When we fucked off up island I had it in mind that I hadn’t been on a vacation in well over a decade. If I was travelling, it was for work, or I’d no choice but to bring work along with me. The last time The Missus and I went anywhere together was back to Ontario in 2008 for my father’s funeral. We didn’t take a lot of photographs for that one. So, dragging our carcasses out of bed at the crack of eight, we packed the car and made for the Malahat, knowing that it’d turn into highway 19 and a small measure of freedom.
The first leg of the trip north would be by land: a seven-hour haul to the hamlet of Port Hardy: a boil on the bag of the island that, if seen in the right light, could pass for pretty.
The weather played us for fools, providing just enough sun to get our hopes up before pissing down the sky on us in a fit of proper Vancouver Island September. The sunglasses came off as quickly as they went on, and then back on again. We stopped for breakfast in Duncan. The weather held long enough for us to sit outside with a coffee and english muffin. Folks up island don’t see health the way we do. Aside from Scotland and Cape Breton it may well be the last place on earth where cigarettes, grease and carbs are still thought to be good for you. We second-hand smoked a half pack of fags courtesy of the pair of old ones sitting next to us before hitting the road once more.
In a town called Coombs, we stopped to use a gas station bathroom, where I discovered a bog that had more crap nested squarely on the seat than in the bowl. Some hopeful bastard laid seven squares of one-ply across it before giving up in favour of a good clench to the next stop down the road a ways.

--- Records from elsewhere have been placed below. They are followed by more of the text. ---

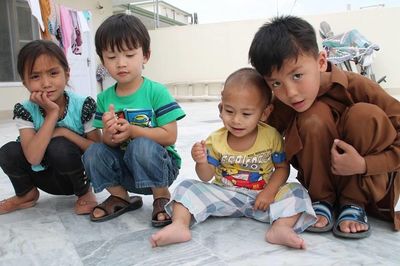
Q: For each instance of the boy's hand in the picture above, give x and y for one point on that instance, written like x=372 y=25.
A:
x=60 y=132
x=41 y=99
x=199 y=153
x=109 y=121
x=122 y=128
x=345 y=159
x=264 y=199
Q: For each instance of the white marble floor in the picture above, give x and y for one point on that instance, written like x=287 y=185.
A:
x=51 y=234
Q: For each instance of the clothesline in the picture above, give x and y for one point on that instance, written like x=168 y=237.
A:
x=61 y=24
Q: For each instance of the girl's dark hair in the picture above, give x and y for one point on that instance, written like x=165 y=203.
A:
x=119 y=30
x=249 y=75
x=32 y=50
x=283 y=38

The Missus recalled that Coombs had once been famed for a herd of goats that lived on the roof of the town’s local market. She was right: five minutes down the road, we found the market, which was busy, and the goats, which weren’t. Aside from another pair of travellers, we were the only ones paying them any mind. The roof was covered with long, green grass, which the beasts gnawed with something like mild enthusiasm. Eating was the only alternative they had to sleeping, screwing or shitting, trapped on a roof as they were. I couldn’t help but feel sad for the poor bastards. The only thing I can imagine that’d be worse than a cage is one without any bars. It’s mocking, monsterous shame.

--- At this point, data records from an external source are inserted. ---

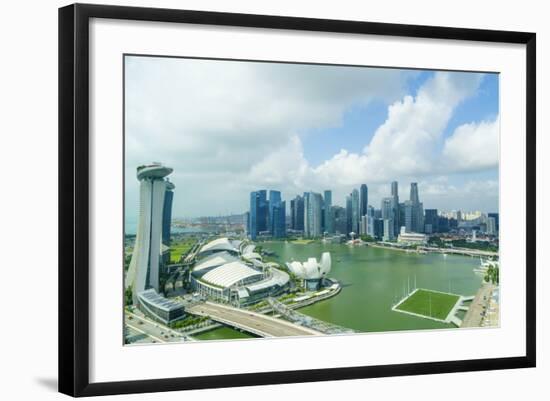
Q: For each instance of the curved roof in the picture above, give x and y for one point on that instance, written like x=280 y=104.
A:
x=278 y=278
x=252 y=255
x=214 y=260
x=220 y=244
x=154 y=170
x=311 y=269
x=230 y=273
x=151 y=297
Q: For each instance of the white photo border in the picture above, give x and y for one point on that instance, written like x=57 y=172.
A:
x=110 y=361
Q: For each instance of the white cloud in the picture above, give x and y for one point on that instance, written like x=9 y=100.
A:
x=229 y=127
x=473 y=146
x=210 y=120
x=406 y=143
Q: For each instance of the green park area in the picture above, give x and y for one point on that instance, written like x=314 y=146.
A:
x=178 y=248
x=302 y=241
x=429 y=303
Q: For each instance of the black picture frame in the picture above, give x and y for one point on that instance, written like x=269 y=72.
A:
x=74 y=194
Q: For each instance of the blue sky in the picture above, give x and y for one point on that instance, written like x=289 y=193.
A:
x=229 y=127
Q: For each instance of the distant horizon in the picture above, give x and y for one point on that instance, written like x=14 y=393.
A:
x=231 y=127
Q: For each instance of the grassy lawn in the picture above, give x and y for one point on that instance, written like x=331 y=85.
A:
x=428 y=303
x=179 y=248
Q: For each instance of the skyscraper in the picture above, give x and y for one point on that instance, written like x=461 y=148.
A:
x=363 y=200
x=277 y=215
x=414 y=193
x=355 y=217
x=395 y=207
x=394 y=189
x=387 y=208
x=259 y=213
x=167 y=213
x=431 y=221
x=329 y=220
x=408 y=211
x=417 y=211
x=313 y=204
x=340 y=220
x=297 y=213
x=495 y=216
x=143 y=272
x=349 y=225
x=388 y=230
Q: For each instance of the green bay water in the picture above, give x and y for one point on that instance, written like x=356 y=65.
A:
x=373 y=280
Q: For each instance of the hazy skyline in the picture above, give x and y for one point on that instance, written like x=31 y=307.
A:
x=228 y=128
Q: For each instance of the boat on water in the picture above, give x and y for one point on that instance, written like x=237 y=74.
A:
x=484 y=266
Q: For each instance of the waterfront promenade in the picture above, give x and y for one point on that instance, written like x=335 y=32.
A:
x=252 y=322
x=477 y=309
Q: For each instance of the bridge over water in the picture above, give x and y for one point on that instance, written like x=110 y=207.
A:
x=252 y=322
x=305 y=320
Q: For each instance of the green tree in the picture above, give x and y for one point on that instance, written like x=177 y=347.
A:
x=128 y=296
x=492 y=274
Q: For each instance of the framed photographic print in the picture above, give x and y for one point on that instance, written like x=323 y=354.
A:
x=251 y=199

So we got our picture taken in front of it and moved on.
As the miles unwound behind us, so too did the stress from our daily grinds. We became kinder to one another with every kilometre conquered.
We came across a second gas station with a comparatively gentle bathroom that I thanked Crom for. The place was a mashup of a Petro-Canada, liquor store and a Subway Restaurant: everything you’d need to ruin a life. We partook in the latter, found that our forearms stuck to the tables so we finished eating and moved on, stopping only momentarily to buy a bottle of Purell.
By hour five, we were in need of a beverage, and stopped off in a logging community called Woss, which we later learned from The Missus’ father to be famed for its logging camp knife fights. The Woss General Store provided a cream soda, a cup of tea and a steaming loaf of disdain for outsiders that took me off guard. It wasn’t until I was back in the car that I realised the store clerk had been frosty with me because my shirt tail was sticking out of my fly after my last trip to the bathroom.
Still, shirt tail or no, I’m pretty sure Woss would rather keep itself to itself.
We hit the only road out of town, and bore down as the gravel turned into the back top of Highway 19 once more, following it north to Port Hardy.